1 Cor 15:12, 16-20
Lk 6:17, 20-26
Trust in God
Both the first and second readings remind us that it is foolish to place our trust in anyone or anything but God. “Thus says the LORD: Cursed is the one who trusts in human beings, who seeks his strength in flesh, whose heart turns away from the LORD.”
When we hear the words of the gospel for Sunday we are challenged to place our trust in God who teaches us the beatitudes as a way to be a committed follower. Most of us are familiar with the beatitudes from the Gospel of Matthew that are part of Jesus’ Sermon on the Mount. Today we hear Luke’s version from a section of his gospel called the Sermon on the Plain. This is not the only difference.
In Matthew Jesus speaks from a small mountain reminiscent of Moses speaking the commandments as the voice and authority of God. Luke’s Jesus speaks from level ground with the disciples and the crowd around him. Jesus is God among us. In Matthew Jesus speaks to the crowd, but in Luke Jesus speaks directly and personally to his disciples, even though there is a crowd around them. In Matthew there are eight beatitudes and in Luke only four with four accompanying warnings or woes.
Luke’s beatitudes are often called a gospel of reversals. He tells us, “Blessed are you who are poor, for the kingdom of God is yours.” His first “woe” or warning states, “But woe to you who are rich, for you have received your consolation.” Riches, possessions, reputation are not things that we can depend upon as sources of eternal happiness. That comes only when we truly trust God and our relationship with God. This is because the teachings in the beatitudes show Jesus as the God of reversals. In our society the rich are seen as blessed, but in the eyes of Jesus it is the poor and needy, the disenfranchised of our society who are looked upon with compassion and love. it is because of our faith and love of the God we are blessed, but we have to admit that we are needy, that we need God’s blessings every day of our lives. We are called to trust in our loving and compassionate God who asks us to live the beatitudes in our lives.
Read and reflect on the beatitudes from Luke’s gospel. Make them your own and try to honestly live then each day — with great trust in God.

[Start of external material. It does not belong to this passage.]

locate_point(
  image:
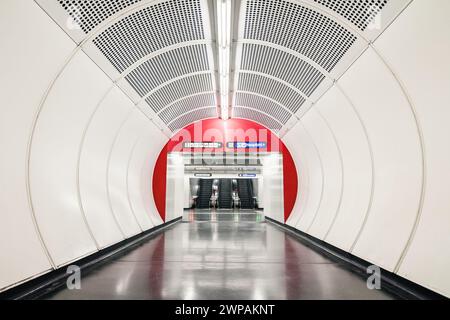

“Blessed are you who are poor,
for the kingdom of God is yours.
Blessed are you who are now hungry,
for you will be satisfied.
Blessed are you who are now weeping,
for you will laugh.
Blessed are you when people hate you,
and when they exclude and insult you,
and denounce your name as evil
on account of the Son of Man.
Rejoice and leap for joy on that day!
Behold, your reward will be great in heaven.
For their ancestors treated the prophets in the same way.
But woe to you who are rich,
for you have received your consolation.
Woe to you who are filled now,
for you will be hungry.
Woe to you who laugh now,
for you will grieve and weep.
Woe to you when all speak well of you,
for their ancestors treated the false
prophets in this way.”
Which beatitude/woe do you find the hardest to live out in your life?
In what ways do you deepen your trust in God?